The number 247_679 is completely divisible by 9. What is the smallest whole digit that can replace the blank so that the resulting number is divisible by 9?

Introduction / Context:
This question checks understanding of the divisibility rule for 9. The rule is that a number is divisible by 9 if and only if the sum of its digits is a multiple of 9. A missing digit is represented by a blank, and we must find the smallest digit that makes the whole number divisible by 9. Such problems are very common in quantitative aptitude and basic number theory tests.

Given Data / Assumptions:

• The number has the form 247d679, where d is an unknown digit from 0 to 9.
• The full number must be divisible by 9.
• We must choose the smallest whole digit d that makes this happen.

Concept / Approach:
The divisibility rule for 9 says that the sum of all digits must be a multiple of 9. So we compute the sum of all known digits, express the total sum as that value plus d, and then find the smallest digit d between 0 and 9 that makes the total sum a multiple of 9. This is much faster than trying to divide each candidate number by 9 directly.

Step-by-Step Solution:
Write the number as 2, 4, 7, d, 6, 7, 9.Sum of known digits = 2 + 4 + 7 + 6 + 7 + 9.Compute this sum: 2 + 4 = 6, 6 + 7 = 13, 13 + 6 = 19, 19 + 7 = 26, 26 + 9 = 35.So the total digit sum is 35 + d.For divisibility by 9, 35 + d must be a multiple of 9.The multiples of 9 above 35 are 36, 45, 54, and so on.Check 36 first because we want the smallest possible d.If 35 + d = 36, then d = 36 - 35 = 1.Digit d must be between 0 and 9, and 1 satisfies this.Therefore the smallest whole digit that works is 1.

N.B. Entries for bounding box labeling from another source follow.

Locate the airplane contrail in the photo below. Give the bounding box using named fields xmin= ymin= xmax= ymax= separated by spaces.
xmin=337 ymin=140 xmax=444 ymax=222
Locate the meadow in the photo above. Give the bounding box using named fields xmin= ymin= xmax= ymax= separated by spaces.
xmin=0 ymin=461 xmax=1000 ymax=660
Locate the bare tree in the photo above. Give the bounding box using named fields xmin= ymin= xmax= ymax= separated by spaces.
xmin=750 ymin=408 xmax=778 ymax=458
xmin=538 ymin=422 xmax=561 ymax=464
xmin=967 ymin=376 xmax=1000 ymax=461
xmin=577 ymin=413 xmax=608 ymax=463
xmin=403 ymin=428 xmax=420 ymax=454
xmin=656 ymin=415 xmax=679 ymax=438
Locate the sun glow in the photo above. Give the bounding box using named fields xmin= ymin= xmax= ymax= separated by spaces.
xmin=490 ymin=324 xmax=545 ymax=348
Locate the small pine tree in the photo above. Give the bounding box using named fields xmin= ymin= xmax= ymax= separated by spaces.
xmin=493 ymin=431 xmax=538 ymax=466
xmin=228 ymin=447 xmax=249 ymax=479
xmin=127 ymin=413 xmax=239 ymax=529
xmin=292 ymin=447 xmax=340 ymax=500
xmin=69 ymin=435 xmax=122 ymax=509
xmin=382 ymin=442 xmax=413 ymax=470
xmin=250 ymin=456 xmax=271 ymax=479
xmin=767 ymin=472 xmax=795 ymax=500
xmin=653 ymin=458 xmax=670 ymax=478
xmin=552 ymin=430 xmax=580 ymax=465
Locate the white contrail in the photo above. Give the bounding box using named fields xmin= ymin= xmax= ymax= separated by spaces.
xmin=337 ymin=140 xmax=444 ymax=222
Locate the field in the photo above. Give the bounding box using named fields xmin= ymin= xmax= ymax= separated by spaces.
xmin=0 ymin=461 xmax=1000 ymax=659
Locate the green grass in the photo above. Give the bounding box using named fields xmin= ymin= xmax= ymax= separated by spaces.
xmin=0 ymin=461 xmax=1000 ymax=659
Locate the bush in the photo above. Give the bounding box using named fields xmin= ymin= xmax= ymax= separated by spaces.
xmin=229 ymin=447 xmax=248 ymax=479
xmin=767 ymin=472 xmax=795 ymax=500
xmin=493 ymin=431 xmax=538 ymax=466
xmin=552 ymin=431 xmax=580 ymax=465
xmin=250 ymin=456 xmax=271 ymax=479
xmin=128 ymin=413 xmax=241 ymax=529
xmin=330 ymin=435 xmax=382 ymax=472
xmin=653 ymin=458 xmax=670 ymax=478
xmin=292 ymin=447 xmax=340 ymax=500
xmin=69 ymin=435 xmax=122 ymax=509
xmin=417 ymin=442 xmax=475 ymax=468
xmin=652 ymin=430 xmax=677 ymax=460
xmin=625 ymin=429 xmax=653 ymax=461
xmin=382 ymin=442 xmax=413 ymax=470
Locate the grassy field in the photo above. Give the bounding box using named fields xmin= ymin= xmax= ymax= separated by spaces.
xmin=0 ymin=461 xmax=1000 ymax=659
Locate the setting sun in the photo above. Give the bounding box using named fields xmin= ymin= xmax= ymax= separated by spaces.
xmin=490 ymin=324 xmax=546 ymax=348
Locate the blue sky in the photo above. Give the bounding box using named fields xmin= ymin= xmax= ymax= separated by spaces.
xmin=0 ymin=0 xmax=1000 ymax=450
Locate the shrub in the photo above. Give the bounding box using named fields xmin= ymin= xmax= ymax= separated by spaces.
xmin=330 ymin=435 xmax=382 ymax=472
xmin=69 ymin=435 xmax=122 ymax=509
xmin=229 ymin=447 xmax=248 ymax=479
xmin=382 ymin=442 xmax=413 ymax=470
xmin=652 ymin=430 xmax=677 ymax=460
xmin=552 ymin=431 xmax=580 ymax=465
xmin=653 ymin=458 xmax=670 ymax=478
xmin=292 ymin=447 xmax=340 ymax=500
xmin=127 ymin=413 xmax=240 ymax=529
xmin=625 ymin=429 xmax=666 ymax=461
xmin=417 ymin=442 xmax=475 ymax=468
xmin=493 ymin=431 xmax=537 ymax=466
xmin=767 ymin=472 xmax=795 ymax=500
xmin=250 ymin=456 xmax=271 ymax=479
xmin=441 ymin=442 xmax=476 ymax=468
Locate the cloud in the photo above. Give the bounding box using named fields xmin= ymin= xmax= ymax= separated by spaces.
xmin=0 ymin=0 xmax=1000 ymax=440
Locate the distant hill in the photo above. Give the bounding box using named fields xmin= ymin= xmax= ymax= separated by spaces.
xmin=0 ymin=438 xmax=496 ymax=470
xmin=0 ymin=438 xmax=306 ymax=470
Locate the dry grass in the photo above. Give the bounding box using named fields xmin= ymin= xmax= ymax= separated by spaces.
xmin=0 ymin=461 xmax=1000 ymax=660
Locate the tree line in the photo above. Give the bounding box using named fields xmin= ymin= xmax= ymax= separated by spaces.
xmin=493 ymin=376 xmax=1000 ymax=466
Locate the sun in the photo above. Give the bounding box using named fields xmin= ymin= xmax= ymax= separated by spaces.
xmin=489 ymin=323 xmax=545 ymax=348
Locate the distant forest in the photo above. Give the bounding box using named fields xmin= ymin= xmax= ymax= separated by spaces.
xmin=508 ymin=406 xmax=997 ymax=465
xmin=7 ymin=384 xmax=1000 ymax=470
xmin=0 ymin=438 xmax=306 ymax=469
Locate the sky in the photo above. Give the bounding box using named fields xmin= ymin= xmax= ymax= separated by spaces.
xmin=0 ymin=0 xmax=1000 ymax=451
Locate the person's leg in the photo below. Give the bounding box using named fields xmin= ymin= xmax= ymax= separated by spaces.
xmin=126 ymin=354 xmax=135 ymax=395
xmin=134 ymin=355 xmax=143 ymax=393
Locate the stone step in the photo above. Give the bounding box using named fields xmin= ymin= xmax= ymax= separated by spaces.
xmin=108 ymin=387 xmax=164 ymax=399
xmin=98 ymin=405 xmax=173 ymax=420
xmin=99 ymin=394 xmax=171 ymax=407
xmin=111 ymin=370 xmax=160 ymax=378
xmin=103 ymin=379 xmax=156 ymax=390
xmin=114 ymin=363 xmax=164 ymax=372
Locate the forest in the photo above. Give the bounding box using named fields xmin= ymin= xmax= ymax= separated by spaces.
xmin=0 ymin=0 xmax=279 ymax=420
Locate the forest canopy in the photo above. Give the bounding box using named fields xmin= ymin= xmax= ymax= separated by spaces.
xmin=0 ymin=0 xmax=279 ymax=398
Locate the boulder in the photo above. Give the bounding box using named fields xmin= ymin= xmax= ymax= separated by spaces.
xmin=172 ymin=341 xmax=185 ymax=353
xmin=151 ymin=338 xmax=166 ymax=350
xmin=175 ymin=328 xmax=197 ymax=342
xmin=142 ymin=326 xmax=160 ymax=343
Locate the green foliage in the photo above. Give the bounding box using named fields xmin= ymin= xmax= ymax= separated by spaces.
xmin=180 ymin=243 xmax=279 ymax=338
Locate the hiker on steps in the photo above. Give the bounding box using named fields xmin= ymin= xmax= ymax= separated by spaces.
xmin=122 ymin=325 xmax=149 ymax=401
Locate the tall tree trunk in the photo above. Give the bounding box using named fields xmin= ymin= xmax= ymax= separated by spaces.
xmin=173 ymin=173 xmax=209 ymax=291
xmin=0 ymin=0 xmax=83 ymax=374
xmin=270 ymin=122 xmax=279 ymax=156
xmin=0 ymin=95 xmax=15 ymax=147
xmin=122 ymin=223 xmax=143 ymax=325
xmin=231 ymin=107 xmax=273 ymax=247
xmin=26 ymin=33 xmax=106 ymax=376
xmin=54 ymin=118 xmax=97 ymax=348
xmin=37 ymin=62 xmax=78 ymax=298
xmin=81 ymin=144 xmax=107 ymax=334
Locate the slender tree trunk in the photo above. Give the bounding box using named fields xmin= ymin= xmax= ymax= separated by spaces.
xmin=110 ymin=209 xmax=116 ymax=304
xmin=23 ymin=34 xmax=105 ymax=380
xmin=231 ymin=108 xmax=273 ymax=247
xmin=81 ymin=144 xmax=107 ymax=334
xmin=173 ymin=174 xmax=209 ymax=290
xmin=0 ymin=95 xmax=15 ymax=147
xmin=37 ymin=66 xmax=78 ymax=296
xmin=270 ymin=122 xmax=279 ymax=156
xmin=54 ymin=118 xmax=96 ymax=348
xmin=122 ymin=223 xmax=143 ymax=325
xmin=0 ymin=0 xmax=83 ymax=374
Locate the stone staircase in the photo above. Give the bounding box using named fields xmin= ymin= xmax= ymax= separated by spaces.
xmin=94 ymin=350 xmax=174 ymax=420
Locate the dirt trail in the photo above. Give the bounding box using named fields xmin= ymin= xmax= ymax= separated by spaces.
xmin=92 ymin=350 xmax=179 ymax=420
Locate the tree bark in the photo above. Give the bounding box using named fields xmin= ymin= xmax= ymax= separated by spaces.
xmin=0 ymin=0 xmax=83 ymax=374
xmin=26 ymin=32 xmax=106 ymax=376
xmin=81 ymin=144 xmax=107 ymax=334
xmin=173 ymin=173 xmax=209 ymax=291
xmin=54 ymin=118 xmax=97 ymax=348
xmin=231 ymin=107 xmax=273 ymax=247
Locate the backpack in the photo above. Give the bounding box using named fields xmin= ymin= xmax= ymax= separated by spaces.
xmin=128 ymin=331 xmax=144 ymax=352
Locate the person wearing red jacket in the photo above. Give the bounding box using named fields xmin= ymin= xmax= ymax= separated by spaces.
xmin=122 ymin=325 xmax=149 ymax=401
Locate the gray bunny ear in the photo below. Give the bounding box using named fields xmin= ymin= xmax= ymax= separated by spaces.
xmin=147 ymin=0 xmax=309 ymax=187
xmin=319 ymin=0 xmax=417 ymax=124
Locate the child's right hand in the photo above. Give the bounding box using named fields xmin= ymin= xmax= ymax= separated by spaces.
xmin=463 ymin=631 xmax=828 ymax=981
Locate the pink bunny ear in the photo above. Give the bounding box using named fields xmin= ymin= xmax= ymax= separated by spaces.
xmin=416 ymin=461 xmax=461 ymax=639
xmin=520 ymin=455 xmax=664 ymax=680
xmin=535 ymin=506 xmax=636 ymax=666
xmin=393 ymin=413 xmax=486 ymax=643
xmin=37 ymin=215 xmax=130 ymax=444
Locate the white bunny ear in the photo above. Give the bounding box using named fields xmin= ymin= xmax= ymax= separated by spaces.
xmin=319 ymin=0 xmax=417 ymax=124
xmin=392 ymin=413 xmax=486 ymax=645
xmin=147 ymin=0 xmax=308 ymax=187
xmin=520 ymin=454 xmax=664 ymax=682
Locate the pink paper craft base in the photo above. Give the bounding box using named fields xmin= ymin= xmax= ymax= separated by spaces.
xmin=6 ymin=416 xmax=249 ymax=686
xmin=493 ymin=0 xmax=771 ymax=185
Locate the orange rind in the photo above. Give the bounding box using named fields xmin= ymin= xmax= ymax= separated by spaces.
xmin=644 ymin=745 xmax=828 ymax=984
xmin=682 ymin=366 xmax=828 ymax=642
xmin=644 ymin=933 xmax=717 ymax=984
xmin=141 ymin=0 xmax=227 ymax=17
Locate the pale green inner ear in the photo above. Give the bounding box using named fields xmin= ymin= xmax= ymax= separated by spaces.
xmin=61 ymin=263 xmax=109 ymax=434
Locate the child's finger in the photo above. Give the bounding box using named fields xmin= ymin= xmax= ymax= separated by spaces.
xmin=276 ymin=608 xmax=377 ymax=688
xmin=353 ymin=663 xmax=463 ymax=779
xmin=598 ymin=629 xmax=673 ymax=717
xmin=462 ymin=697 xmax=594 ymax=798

Verification / Alternative check:
If the number is 2471679 (with d = 1), recompute the sum of digits.Digit sum = 2 + 4 + 7 + 1 + 6 + 7 + 9 = 36.Since 36 is a multiple of 9, the number 2471679 is divisible by 9.If we tried any smaller digit such as 0, the sum would be 35, which is not divisible by 9, so 1 is indeed the smallest value.

Why Other Options Are Wrong:
If d = 2, the digit sum is 37, not a multiple of 9.If d = 5, the sum is 40, and if d = 7, the sum is 42. None of these are multiples of 9.Hence 2, 5, and 7 do not make the number divisible by 9.

Common Pitfalls:
Some learners may confuse the rule for 9 with the rule for 3, but both use the digit sum; the difference is in the multiple used.Others may try to work with the full number and do long division, which is slower and more error prone than using the digit sum method.A common mistake is to accept the first valid d without ensuring it is the smallest, but in this case 1 is already the smallest possible valid digit.

Final Answer:
The smallest digit that can replace the blank is 1.